Some caveats and notes
- In step 2, you’ll be able to management which tables your purchasers/jobs should write to utilizing some flag that may be fetched from exterior sources like setting variables, some database (like Redis) pointer, and properties recordsdata, and so on. That method you solely have to switch your shopper/job code as soon as and don’t need to hold modifying it for every step.
- In step 2, you might be capturing a timestamp that shall be used to calculate recordsdata wanted for step 3; this could possibly be affected by clock drift in your nodes. So that you may wish to sync all of your nodes earlier than you begin the migration course of.
- In case your desk is partitioned by date and time (as most actual world information is partitioned), as in all new information coming will go to a brand new partition on a regular basis, then you definitely may program your purchasers to begin writing to each the tables from a selected date and time. That method you simply have to fret about including the information from the previous desk (“occasions”) to the brand new desk (“Iceberg_events”) from that date and time, and you’ll make the most of your partitioning scheme and skip step 3 totally.

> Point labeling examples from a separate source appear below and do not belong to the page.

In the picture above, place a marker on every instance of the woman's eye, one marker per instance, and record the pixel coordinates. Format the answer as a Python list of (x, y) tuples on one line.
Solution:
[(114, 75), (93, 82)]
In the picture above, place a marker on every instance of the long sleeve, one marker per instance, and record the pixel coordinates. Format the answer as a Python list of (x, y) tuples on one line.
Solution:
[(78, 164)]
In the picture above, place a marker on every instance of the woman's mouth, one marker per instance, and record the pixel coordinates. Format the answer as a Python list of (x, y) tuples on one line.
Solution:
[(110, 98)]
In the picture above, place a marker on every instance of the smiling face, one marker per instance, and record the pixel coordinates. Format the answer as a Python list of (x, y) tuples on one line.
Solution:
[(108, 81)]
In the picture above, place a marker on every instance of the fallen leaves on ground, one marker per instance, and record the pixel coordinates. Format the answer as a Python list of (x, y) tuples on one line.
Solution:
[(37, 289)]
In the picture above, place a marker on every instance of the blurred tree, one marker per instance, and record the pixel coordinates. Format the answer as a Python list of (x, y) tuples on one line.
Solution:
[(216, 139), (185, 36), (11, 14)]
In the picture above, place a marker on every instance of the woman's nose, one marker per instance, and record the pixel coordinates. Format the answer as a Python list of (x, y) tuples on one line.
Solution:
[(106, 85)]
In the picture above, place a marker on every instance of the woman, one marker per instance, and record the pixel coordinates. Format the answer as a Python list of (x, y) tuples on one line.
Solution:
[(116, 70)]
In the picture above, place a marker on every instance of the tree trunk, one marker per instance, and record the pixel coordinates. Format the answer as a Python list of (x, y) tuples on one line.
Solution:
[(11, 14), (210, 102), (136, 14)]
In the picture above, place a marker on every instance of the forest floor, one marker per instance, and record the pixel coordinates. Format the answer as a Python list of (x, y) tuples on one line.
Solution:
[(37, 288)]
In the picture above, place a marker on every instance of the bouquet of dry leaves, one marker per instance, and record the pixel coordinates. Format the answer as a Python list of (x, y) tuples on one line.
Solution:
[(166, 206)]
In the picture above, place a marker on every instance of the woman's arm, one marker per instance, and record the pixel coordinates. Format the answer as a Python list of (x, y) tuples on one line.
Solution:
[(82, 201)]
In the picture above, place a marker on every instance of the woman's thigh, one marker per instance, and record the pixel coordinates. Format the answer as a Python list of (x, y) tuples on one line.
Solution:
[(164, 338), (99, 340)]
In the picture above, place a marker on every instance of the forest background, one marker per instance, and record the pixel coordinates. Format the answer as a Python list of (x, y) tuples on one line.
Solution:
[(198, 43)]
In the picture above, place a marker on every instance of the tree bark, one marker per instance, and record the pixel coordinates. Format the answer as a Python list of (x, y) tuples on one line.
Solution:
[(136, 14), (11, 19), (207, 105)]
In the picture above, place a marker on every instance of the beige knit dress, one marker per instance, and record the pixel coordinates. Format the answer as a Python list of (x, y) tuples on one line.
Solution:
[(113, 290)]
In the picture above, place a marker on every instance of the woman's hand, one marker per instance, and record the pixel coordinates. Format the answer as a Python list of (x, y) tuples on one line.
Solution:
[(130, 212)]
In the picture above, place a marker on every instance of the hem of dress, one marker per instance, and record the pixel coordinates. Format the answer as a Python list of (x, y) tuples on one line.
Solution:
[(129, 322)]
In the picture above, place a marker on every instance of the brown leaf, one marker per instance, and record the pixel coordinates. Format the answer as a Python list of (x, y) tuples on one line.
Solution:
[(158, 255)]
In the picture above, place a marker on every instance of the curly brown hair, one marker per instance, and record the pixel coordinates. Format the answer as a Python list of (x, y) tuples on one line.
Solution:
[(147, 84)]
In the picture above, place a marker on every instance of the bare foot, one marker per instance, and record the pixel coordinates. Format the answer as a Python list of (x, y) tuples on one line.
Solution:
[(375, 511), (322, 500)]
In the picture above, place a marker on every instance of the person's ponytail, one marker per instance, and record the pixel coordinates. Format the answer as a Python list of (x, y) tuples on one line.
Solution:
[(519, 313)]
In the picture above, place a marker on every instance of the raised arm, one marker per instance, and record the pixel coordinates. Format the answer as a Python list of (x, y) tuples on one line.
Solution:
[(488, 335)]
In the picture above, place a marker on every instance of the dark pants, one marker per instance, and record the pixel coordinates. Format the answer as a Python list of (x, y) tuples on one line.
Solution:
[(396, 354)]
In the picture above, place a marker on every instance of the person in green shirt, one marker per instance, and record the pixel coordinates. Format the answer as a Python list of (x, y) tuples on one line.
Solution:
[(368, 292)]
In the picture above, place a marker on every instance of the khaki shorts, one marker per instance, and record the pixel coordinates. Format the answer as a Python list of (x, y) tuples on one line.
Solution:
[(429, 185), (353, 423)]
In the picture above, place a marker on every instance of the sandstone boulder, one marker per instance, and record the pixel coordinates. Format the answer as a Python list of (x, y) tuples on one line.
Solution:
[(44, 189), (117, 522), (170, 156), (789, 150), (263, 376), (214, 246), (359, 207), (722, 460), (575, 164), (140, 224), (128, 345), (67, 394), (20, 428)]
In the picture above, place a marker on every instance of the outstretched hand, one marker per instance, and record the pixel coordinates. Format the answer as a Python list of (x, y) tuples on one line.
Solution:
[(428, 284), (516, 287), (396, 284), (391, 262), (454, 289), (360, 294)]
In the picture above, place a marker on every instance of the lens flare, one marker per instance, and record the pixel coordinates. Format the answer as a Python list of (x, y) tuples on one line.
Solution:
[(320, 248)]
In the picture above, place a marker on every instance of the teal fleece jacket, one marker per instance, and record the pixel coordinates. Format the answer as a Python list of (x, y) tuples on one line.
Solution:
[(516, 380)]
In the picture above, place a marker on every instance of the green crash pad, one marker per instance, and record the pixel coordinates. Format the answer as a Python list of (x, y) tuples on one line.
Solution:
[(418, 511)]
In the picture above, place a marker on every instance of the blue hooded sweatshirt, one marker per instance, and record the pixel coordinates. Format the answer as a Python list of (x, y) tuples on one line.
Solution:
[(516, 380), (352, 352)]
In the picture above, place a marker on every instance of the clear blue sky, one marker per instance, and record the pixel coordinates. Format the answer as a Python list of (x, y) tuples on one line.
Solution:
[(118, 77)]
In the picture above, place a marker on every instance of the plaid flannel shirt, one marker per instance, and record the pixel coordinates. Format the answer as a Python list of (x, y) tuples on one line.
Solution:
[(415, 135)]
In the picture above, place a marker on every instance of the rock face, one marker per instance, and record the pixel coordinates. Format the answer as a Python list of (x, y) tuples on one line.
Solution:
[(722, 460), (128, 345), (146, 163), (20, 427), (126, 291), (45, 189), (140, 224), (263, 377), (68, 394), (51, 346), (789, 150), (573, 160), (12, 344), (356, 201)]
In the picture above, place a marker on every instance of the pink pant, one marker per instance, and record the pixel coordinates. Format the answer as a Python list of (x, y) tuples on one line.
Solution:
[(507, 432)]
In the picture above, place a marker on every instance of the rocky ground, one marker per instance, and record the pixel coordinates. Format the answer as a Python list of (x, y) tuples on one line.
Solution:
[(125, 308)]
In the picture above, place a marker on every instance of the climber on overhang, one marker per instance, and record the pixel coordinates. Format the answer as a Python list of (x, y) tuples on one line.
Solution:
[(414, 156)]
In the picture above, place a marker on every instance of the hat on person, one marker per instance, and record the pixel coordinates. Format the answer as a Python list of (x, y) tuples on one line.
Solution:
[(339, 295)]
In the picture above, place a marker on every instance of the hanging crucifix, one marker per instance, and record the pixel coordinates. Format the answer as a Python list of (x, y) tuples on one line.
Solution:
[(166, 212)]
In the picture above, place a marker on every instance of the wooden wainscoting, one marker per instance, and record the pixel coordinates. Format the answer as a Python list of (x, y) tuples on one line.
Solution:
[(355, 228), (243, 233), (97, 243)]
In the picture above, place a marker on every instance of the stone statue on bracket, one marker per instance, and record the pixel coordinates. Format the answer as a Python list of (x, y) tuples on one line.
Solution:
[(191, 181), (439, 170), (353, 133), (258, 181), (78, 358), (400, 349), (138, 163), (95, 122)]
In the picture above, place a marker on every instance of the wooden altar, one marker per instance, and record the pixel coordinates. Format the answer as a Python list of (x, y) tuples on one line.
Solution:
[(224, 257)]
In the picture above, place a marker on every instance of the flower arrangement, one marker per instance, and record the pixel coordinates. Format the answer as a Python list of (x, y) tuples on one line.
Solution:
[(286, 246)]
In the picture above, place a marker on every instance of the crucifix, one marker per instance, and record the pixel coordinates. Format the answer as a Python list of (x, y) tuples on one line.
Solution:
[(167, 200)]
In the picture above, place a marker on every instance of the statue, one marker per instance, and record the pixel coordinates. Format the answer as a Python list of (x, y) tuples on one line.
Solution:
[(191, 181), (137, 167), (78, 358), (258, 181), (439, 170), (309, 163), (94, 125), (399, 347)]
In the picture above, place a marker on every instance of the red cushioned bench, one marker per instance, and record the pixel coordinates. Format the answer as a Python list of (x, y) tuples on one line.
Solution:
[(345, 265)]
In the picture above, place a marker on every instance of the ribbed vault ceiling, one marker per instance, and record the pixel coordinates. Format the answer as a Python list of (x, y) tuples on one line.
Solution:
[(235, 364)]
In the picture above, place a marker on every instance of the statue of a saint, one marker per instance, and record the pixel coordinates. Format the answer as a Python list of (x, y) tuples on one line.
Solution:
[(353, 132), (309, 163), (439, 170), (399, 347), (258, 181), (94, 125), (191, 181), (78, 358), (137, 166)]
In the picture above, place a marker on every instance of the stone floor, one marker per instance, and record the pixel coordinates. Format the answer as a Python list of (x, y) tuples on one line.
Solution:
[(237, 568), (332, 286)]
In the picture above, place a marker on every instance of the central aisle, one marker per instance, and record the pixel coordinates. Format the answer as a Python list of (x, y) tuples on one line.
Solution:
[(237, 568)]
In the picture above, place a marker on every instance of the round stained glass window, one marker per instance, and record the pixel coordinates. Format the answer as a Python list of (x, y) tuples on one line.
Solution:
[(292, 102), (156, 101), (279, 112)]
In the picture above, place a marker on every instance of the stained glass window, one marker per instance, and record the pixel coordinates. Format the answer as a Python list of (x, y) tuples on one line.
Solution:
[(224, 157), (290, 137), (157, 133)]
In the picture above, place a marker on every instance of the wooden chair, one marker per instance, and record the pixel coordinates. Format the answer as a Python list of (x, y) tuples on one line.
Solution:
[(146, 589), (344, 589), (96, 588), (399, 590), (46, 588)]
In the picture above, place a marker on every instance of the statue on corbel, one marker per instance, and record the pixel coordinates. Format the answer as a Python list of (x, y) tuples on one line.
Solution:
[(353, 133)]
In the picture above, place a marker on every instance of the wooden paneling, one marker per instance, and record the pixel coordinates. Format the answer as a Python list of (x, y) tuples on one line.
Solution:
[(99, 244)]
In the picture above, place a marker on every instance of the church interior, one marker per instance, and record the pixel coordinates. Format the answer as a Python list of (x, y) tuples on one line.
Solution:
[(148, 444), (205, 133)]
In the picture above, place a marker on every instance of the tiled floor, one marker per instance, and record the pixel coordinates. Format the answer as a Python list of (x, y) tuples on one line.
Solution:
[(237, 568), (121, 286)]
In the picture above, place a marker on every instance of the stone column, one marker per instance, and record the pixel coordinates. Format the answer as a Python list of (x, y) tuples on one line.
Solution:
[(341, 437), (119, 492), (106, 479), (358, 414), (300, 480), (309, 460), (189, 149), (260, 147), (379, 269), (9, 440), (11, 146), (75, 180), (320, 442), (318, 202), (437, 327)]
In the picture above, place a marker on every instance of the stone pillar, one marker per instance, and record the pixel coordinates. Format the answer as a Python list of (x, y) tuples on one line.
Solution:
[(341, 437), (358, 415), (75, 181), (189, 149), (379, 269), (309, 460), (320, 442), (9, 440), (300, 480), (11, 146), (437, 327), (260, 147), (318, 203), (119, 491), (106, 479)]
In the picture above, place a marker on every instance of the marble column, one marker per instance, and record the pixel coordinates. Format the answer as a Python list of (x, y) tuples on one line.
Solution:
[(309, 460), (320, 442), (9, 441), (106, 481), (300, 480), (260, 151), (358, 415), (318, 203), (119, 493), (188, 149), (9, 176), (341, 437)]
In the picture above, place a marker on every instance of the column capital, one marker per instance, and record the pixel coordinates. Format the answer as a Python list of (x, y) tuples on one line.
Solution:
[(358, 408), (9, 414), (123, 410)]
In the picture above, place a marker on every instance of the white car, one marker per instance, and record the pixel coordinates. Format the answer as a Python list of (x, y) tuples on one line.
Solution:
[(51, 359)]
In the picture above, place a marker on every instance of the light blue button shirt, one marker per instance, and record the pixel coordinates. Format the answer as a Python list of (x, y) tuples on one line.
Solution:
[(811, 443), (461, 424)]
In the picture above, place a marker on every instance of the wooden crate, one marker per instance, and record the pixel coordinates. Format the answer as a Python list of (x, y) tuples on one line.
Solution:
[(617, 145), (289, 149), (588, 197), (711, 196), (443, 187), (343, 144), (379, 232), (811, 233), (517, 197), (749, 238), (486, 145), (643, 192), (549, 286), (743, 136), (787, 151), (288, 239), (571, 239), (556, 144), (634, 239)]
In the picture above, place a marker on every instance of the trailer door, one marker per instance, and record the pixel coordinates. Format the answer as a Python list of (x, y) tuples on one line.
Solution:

That is the method that needs to be used at any time when potential.
Conclusion
Any giant migration is hard and needs to be thought by way of rigorously. Fortunately, as mentioned above there are a number of methods at our disposal to do it successfully relying in your use case. When you’ve got the flexibility to cease all of your jobs whereas the migration is going on it’s comparatively easy, however if you wish to migrate with minimal to no downtime then that requires some planning and cautious considering by way of your information format. You should utilize a mixture of the above approaches to finest fit your wants.
To study extra:
- For extra on desk migration, please discuss with respective on-line documentations in Cloudera Information Warehouse (CDW) and Cloudera Information Engineering (CDE).
- Watch our webinar Supercharge Your Analytics with Open Information Lakehouse Powered by Apache Iceberg. It features a stay demo recording of Iceberg capabilities.
- Attempt Cloudera Information Warehouse (CDW), Cloudera Information Engineering (CDE), and Cloudera Machine Studying (CML) by signing up for a 60 day trial, or take a look at drive CDP. It’s also possible to schedule a demo by clicking right here or if you have an interest in chatting about Apache Iceberg in CDP, contact your account staff.